Preparation of Ag nanoparticles-SnO2 nanoparticles-reduced graphene oxide hybrids and their application for detection of NO2 at room temperature

Abstract

A novel NO2 gas sensor has been constructed using Ag nanoparticles-SnO2 nanoparticles-reduced graphene oxide (AgNPs-SnO2-rGO) hybrids as sensing materials. AgNPs-SnO2-rGO hybrids were prepared by a two-step wet-chemical method. Firstly, SnO2-rGO hybrids were synthesized by hydrothermal treatment of aqueous dispersion of GO in the presence of SnCl4. Then, AgNPs-SnO2-rGO hybrids were obtained by in situ reduction of AgNO3 on the surface of SnO2-rGO hybrids. The combined characterizations of UV–vis spectroscopy, X-ray diffraction (XRD), energy-dispersive X-ray spectrometer (EDX), elemental mapping, X-ray photoelectron spectroscopy (XPS), transmission electron microscopy (TEM) and Raman spectra were used to investigate the structure of AgNPs-SnO2-rGO hybrids.
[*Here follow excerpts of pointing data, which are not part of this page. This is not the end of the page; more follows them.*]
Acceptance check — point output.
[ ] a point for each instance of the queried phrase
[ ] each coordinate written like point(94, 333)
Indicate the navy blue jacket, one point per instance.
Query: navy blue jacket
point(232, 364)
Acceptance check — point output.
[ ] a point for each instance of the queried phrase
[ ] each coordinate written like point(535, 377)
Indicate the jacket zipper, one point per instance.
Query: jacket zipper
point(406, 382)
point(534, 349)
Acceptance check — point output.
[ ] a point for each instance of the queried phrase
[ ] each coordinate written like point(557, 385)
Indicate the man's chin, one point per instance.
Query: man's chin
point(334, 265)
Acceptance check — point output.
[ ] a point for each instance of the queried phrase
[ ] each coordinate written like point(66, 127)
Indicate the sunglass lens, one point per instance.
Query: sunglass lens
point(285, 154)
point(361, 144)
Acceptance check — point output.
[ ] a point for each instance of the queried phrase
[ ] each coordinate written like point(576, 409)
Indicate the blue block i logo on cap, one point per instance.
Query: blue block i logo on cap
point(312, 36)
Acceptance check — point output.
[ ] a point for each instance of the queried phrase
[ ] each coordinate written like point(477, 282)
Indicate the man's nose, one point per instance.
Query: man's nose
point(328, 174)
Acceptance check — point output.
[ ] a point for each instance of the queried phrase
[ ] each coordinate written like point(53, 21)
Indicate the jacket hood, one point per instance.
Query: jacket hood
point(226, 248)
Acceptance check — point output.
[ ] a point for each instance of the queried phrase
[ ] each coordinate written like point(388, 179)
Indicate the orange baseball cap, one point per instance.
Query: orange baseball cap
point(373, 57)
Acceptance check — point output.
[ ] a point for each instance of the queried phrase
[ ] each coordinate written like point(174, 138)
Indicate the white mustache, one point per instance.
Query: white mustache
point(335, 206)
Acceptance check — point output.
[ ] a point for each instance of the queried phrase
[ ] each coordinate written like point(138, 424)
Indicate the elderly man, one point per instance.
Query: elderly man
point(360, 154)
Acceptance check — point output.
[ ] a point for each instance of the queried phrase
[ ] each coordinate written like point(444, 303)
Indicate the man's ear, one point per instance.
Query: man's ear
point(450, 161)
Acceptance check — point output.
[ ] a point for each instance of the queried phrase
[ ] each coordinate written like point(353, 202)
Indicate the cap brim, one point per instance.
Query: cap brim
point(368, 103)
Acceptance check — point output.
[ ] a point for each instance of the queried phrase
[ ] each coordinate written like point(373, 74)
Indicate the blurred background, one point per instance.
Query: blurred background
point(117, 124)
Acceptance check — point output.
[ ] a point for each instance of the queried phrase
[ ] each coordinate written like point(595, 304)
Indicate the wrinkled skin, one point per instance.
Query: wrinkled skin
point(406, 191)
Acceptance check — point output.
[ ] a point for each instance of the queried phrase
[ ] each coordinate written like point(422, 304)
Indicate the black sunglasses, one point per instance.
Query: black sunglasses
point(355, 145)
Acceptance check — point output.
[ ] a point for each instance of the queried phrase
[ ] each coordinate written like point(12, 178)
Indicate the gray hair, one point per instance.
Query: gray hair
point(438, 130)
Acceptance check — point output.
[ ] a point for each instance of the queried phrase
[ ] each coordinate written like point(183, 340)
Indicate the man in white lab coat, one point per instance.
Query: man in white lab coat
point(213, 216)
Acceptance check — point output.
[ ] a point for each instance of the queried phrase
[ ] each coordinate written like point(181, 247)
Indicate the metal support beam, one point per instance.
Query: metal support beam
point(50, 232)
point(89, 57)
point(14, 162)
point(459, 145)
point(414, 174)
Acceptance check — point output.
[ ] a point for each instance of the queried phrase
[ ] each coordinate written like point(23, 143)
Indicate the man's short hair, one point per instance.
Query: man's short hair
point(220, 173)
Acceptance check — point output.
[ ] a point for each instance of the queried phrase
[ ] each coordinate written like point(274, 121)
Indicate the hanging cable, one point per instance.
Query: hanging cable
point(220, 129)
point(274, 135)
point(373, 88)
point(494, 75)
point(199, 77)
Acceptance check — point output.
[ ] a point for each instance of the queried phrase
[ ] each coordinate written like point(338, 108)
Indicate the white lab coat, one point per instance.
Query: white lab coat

Most importantly, the sensor based on AgNPs-SnO2-rGO hybrids exhibits good sensing performance for NO2 sensing operating at room temperature. For example, the response time and recovery time of the sensor based on AgNPs-SnO2-rGO hybrids for 5ppm NO2 are 49s and 339s, which are much shorter than that of SnO2-rGO hybrids (415s and 740s), indicating that the sensing performances for NO2 sensing at room temperature have been tremendously enhanced by introduction of AgNPs into SnO2-rGO hybrids.